Monday, 4 April 2016

Midnight Special

It must be the season for movies about people with potentially catastrophic superpowers being seen as either a saviour or a weapon depending on your point of view; fortunately for Midnight Special, it's directed by Jeff Nichols instead of Zack Snyder, thereby rendering it several million percent more watchable than Batman v Superman. It doesn't have Hans Zimmer's Wonder Woman theme in it though, so I guess you can't have everything.

Despite those superficial similarities, Midnight Special is nothing like a superhero film. It's a fairly self-contained and muted affair about Alton, a boy with initially unspecified but frankly alarming issues, who's been held captive by a mad religious sect until his pop Roy (Michael Shannon) breaks him out. The clock's ticking though: for reasons best not divulged here, there are just four days for the cult to snatch Alton back, and the same amount of time for Roy to get him to safety, before... well. Before something.

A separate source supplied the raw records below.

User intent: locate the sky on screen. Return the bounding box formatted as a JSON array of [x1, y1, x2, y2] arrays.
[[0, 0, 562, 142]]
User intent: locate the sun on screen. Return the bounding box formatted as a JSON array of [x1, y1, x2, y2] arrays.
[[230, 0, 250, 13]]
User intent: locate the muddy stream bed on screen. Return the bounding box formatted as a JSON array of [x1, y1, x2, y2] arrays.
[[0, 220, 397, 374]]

Nichols' film is a low-key mood piece, in a similar vein to the bits of Looper set at Emily Blunt's farm. In fact if Looper had been told entirely from that scary little brat's POV, the result wouldn't be far from Midnight Special. But it's not Rian Johnson that Nichols is channeling the most here: there's another huge presence looming over proceedings, and that presence has a beard and wears a baseball cap and is married to Kate Capshaw. OK fine, it's Spielberg. I'm talking about Steven Spielberg.
Specifically, though quite possibly coincidentally, Nichols appears to be homaging The Berg's early career: the cross-country chase evokes The Sugarland Express, there's an otherworldly Close Encounters vibe going on, and E.T.'s military pursuit of that which they do not fully understand also figures strongly. It's a darker shade of Amblinism for the most part, unshowy and stripped of its trademark sentimentality, although Nichols can't resist throwing in dazzling shafts of white light and dysfunctional parents just to be sure of a full house in his game of Spielbingo.

The danger of evoking these kind of touchstones, as was also apparent in JJ Abrams' Super 8, is that if the end product doesn't turn out to be one for the ages then you probably shouldn't have made the tributes so obvious. And while Midnight Special is definitely worth your while, it never quite fulfils the promise of its best scenes, in which Alton's troubling powers are revealed. The otherworldly elements here play second fiddle to a road movie which takes in Kirsten Dunst (in a fairly thankless and inconsequential role as Alton's mother) and Adam Driver as The One Good Government Guy, and while I'm all for character-based sci-fi I prefer it when the characters aren't quite as thin as they are here.

All credit to Jeff Nichols, whose output is consistently varied (if you don't count the ubiquitous Michael Shannon) and interesting; he's a director well worth watching and almost certainly has a masterpiece in him somewhere. Midnight Special isn't it, but it'll do for now.